Did you know between 25% and 30% of the childhood population suffer from sleeping disorders that would be solved by proper habits such as a efficient sleep schedule. Numerous studies confirm the relationship between lack of sleep and higher weight throughout childhood, adolescence, and adulthood.
A “healthy lifestyle” does not just mean a balanced diet. The importance of regular physical activity, sleep routines, and working on mental health are all vital.
Many obese children and teenagers sleep less than the amount of hours they need. Sleeping the necessary amount reduces the possibility of being overweight or obese by 36%. The effects of a lack of sleep go beyond being tired the next day. If you don’t sleep well you eat more unhealthy foods, participate in less physical activity, and tend to be more irritable.
How to ensure children receive adequate rest:
Sleep the necessary amount of hours: An adequate sleep is fundamental for healthy physical, emotional, and social development of children. When we sleep more we do not only rest more, we also have more energy which allows us to enjoy daily activities. In the case of boys and girls, it is proven that those who sleep the necessary amount of sleep have a lower risk of becoming obese.
Ages 3-5 need 11-13 hours of interrupted sleep
Ages 6-12 need between 10-11 hours of sleep
Ages 12-18 need 9-9.5 hours of sleep
Adults (18+) need 7-9 hours of sleep
Turn off screens 30 minutes before going to bed: Exposure to artificial light provokes the stimulation of the central nervous system. In the brain, these stimulants are associated with being awake and active.
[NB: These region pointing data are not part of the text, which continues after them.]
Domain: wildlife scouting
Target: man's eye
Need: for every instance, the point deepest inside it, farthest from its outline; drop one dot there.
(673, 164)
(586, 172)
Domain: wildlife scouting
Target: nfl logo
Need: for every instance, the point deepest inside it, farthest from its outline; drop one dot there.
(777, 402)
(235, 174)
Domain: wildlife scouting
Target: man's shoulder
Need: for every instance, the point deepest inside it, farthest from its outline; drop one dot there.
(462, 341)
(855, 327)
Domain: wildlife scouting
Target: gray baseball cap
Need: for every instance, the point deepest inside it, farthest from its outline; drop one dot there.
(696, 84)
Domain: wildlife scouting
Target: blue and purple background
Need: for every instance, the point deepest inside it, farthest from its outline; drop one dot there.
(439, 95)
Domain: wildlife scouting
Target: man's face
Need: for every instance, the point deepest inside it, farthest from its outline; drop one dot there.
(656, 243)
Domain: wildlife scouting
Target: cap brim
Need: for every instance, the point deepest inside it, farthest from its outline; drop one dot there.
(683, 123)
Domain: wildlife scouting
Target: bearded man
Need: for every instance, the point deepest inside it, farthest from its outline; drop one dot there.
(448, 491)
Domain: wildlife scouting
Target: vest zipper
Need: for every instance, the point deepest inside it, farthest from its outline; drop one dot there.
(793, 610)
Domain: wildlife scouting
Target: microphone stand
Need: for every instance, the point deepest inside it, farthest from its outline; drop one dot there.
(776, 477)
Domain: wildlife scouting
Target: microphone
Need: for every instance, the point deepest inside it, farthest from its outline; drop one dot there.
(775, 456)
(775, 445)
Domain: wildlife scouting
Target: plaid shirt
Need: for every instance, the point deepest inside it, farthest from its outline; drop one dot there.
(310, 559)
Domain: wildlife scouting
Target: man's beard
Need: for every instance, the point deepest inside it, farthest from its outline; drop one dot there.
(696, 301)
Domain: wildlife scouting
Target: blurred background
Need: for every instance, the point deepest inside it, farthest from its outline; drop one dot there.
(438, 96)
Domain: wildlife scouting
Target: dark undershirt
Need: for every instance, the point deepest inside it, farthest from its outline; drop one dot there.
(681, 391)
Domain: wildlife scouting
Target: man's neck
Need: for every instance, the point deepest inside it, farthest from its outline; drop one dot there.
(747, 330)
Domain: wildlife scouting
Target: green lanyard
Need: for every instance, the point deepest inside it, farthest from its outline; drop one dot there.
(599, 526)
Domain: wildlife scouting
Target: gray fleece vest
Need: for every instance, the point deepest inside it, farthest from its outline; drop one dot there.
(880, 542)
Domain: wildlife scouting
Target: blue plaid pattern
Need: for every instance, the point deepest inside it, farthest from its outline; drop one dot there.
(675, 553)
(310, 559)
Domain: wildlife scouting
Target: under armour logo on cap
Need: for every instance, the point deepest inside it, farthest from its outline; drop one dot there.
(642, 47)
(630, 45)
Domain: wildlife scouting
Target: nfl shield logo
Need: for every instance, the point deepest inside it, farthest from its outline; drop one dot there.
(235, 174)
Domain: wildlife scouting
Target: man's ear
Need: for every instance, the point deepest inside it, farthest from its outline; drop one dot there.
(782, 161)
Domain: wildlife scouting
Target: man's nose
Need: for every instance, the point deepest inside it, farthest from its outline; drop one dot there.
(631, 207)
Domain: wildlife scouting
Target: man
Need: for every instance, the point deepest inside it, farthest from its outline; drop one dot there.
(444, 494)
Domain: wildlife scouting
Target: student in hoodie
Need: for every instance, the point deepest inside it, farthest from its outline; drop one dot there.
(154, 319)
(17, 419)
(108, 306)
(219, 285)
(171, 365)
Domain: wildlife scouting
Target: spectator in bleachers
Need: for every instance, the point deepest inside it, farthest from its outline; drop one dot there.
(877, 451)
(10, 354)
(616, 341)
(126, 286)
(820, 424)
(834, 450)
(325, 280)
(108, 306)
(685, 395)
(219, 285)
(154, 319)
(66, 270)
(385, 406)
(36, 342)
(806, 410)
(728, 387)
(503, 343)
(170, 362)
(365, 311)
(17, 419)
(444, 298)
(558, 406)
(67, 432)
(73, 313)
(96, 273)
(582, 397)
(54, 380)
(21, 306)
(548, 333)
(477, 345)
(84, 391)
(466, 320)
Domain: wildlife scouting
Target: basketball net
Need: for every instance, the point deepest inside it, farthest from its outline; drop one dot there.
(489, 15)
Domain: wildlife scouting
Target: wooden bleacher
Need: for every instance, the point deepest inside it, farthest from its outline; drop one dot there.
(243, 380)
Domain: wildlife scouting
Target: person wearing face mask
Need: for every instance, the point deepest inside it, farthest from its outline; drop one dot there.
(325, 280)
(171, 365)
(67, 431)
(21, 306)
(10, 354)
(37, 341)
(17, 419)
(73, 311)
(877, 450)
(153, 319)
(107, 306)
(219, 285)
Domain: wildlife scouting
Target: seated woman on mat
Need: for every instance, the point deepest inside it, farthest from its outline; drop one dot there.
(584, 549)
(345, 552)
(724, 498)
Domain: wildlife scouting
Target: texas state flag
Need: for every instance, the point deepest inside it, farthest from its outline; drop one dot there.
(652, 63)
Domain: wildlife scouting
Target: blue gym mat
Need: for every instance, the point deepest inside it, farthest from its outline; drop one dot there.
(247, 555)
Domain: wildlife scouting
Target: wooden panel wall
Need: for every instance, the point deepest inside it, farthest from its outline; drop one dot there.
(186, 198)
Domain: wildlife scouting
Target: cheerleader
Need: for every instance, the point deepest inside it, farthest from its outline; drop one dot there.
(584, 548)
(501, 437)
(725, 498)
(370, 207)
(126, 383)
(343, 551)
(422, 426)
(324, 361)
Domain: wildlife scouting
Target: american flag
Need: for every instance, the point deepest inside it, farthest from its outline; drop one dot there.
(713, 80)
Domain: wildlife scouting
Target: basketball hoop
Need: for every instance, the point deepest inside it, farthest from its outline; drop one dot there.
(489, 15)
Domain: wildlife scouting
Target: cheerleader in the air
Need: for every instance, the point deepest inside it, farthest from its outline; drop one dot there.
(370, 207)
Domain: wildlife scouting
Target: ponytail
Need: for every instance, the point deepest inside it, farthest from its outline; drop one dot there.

It is important to keep in mind that disconnecting at least half an hour before heading to bed. Turning off electronics, screens (including e-books), and doing something else that helps relax and get sleep is key.
Optimal conditions in the home: The temperature, amount of light, or noise level are key with good sleep quality.
Familiar routine and rhythm: How do you get your child to sleep? Having a good nightly routine before going to sleep has been shown to significantly improve the sleeping pattern of children and teenagers. Always going to sleep at the same time and following the same routine (brushing teeth, putting on pajamas, turning off the lights, reading a book, etc.) is key in preparing the body for sleep.